ASLEEP AT THE WHEEL?
Not everyone is convinced the Europeans have got it right.
"The Europeans are asleep at the wheel -- they need to react to this. They cannot allow the U.S. peer group to consolidate and effectively take market share away from them," said Navid Malik, an analyst at Matrix Corporate Capital.
Market share is important because drugmakers need dominance in their selected therapeutic areas so they can better pitch for business with insurance companies and governments.
Both the Merck/Schering and Pfizer/Wyeth deals were driven by a desire to cut costs and take capacity out of an over-supplied industry.
Similar overcapacity also exist among European companies, with AstraZeneca Plc and Sanofi the most obvious examples, according to UBS analyst Gbola Amusa.
"Sanofi and AstraZeneca still have a lot of excess capacity and I would expect that at some stage in the future we would see somewhat sizeable deals from both of them," he said.
But investors hoping AstraZeneca -- a perennial rumored takeover target -- will be sold at a juicy premium may be disappointed as long as uncertainty remains over patent protection for its key cholesterol drug Crestor.
"Any CEO who bought AstraZeneca and later lost Crestor in 2010 would also probably lose their job, and that is enough of a poison pill to prevent Astra from being bought," Amusa said.

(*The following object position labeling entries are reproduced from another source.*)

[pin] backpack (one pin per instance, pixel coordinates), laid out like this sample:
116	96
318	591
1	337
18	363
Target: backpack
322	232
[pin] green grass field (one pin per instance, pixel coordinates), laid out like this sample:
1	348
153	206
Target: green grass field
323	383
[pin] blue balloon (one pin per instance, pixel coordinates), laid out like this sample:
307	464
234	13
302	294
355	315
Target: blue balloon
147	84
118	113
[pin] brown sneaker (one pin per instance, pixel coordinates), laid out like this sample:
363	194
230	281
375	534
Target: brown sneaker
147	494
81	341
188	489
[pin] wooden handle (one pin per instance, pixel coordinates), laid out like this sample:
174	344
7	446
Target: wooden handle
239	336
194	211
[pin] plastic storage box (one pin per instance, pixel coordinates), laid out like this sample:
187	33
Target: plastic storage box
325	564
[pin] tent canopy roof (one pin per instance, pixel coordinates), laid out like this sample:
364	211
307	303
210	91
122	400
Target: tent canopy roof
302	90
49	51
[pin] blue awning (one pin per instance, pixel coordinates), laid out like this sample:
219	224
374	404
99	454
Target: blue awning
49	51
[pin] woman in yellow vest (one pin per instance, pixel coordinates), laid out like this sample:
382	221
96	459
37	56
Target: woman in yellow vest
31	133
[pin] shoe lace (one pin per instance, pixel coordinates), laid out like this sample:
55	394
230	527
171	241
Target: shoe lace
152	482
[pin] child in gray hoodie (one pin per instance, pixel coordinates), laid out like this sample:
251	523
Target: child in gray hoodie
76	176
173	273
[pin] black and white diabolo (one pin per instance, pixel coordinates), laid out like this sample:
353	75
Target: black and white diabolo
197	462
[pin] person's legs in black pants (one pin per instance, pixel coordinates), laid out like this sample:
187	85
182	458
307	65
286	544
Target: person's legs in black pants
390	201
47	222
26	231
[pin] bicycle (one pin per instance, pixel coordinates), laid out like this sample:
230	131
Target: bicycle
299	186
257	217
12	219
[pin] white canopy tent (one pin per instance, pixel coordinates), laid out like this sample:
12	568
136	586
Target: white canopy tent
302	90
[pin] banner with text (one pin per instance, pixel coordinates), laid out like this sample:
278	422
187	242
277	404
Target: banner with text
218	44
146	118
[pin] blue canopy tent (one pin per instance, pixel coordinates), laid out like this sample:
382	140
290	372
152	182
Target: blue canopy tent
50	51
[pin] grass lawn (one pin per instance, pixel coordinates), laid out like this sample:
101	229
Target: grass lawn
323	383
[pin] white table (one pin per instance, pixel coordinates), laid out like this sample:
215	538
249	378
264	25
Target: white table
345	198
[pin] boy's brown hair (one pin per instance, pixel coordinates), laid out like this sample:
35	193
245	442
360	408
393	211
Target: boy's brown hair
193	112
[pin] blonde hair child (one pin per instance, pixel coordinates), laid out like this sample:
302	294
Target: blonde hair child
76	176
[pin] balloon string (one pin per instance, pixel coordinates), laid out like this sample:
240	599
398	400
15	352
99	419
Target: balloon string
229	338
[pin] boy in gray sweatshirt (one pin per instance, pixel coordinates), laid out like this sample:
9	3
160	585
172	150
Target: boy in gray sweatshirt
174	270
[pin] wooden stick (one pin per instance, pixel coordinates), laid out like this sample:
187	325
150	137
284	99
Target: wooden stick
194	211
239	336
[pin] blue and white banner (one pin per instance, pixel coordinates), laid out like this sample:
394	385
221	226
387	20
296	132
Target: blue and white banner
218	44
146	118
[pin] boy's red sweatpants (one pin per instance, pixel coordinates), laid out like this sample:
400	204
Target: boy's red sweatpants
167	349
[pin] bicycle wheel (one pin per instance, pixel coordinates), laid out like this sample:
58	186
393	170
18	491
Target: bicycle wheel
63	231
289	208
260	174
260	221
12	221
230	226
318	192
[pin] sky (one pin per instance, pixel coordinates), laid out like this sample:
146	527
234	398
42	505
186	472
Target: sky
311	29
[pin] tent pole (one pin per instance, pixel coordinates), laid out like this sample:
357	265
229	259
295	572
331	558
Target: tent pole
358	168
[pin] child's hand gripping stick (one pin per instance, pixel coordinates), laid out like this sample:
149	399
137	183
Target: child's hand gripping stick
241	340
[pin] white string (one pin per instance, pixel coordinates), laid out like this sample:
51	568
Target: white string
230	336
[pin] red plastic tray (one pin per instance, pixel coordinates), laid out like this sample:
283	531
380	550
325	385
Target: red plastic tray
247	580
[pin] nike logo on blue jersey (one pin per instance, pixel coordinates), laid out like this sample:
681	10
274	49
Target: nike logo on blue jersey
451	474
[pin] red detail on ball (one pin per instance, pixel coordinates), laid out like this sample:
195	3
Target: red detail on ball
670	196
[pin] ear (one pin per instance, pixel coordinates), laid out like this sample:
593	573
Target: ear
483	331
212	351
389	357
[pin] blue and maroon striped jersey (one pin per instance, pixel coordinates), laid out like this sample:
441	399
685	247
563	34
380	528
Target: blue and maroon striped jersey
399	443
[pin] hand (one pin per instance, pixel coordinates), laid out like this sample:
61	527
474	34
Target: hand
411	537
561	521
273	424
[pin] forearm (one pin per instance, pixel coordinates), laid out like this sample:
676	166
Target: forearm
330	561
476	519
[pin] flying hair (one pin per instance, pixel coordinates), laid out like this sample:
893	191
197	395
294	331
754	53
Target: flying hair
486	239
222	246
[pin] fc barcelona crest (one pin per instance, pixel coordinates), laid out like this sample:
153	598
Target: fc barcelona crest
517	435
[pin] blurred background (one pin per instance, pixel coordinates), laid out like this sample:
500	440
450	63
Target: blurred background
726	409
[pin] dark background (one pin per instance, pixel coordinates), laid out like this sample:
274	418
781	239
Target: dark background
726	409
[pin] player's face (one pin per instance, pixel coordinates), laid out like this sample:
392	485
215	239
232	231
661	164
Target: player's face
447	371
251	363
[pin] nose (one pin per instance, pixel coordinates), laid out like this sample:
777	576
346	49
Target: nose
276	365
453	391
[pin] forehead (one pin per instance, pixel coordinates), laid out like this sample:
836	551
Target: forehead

Instead, he saw AstraZeneca itself moving to do an acquisition, with mid-sized specialty drugmaker Shire Plc a possible target.
One obvious takeover candidate left on the shelf by the latest deal-making is Bristol-Myers Squibb Co, probably the subject of more takeover rumors in recent years than any other drug company.
It has deals with both AstraZeneca, on two experimental diabetes drugs, and Sanofi, on blood thinner Plavix. But it could well prove too big a bite for similar-sized AstraZeneca, while Sanofi has made clear its partnership is sufficient for now.